Grimkie’s composition was as follows: .

“The Eagle and the Baby.

“In one of the Orkney Islands named Hoy, where there are a great many high mountains and lofty precipices near the sea, there lived a fisherman named Halco. He had a small hut on the rocks, and a boat. There was a little green spot near his hut where he used to dry his nets, and where his little child, whose name was Halco too, used to lie sometimes, and roll in the grass, and play.

“There are a great many eagles among the rocks of Hoy, and they often carried off the farmers’ lambs, but as Halco had no sheep or lambs he did not pay much attention to the eagles.

“One day when Halco was coming home in his boat, just before he reached the shore he saw a monstrous eagle hovering over his hut, and after wheeling round and round several times in the air, he made a fell swoop toward the ground, and disappeared behind the hut. A moment afterward Halco saw him come up again, and to his amazement and horror he saw that he had little Halco in his claws.

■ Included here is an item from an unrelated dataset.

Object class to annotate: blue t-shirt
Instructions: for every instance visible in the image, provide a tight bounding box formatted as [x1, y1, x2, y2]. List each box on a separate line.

"The eagle rose slowly with the child, and passing directly over Halco’s head soared to a great height, and then sailed away to his nest on the summit of a cliff.

“Halco was almost stupefied by the terrible shock which he had received. He pulled like a madman to get to the shore. When he entered his hut he found his wife in a swoon. He paid no attention to her but seized his gun and rushed out of the hut. He climbed up the mountain side, and after great labor he came near enough to the nest to see the eagle perched upon the edge of it. He crept up a little nearer, and then took aim and fired. The eagle, after balancing and tottering a moment on his perch, fell heavily over, down the face of the cliff, and disappeared. Halco climbed out to the place of the nest, and there he found his little child, safe and sound, and playing with the young eagles.”

“Why, Grimkie!” said John, as soon as Grimkie had finished reading his narrative, “I found a story a little like that, about an eagle ^carrying off a child, but there was not half as much in it as you have told.” .

“I thought I would embellish it a little,” said Grimkie. "I presume it is just as true after I embellished it, as it was before.”

John’s composition was very short. It was as follows :

“The Hole in the Stone,

“In one of the stones of Stennis, is a round hole passing directly through the stone, not far from the edge. Nobody knows what this hole was made for by the people who set up the stone, but for a great many ages past it has been considered sacred for engagements. Whenever two persons wish to make any solemn agreement they go to Stennis and put their hands through this hole, and clasp them together in the center of it and then make the promise. If they do this they consider themselves solemnly hound.

“Lovers used to do this when they engaged themselves to each other. And it is said they do so now sometimes. Grimkie and I wanted to try it, but we could not think of anything to promise each other.”

Instead of a composition Mrs. Morelle wrote a letter to America, giving an account of the journey and voyage to the Orkney Islands. She read this letter to the children after they had finished reading their compositions, and then, though it was yet very light, they all went to bed.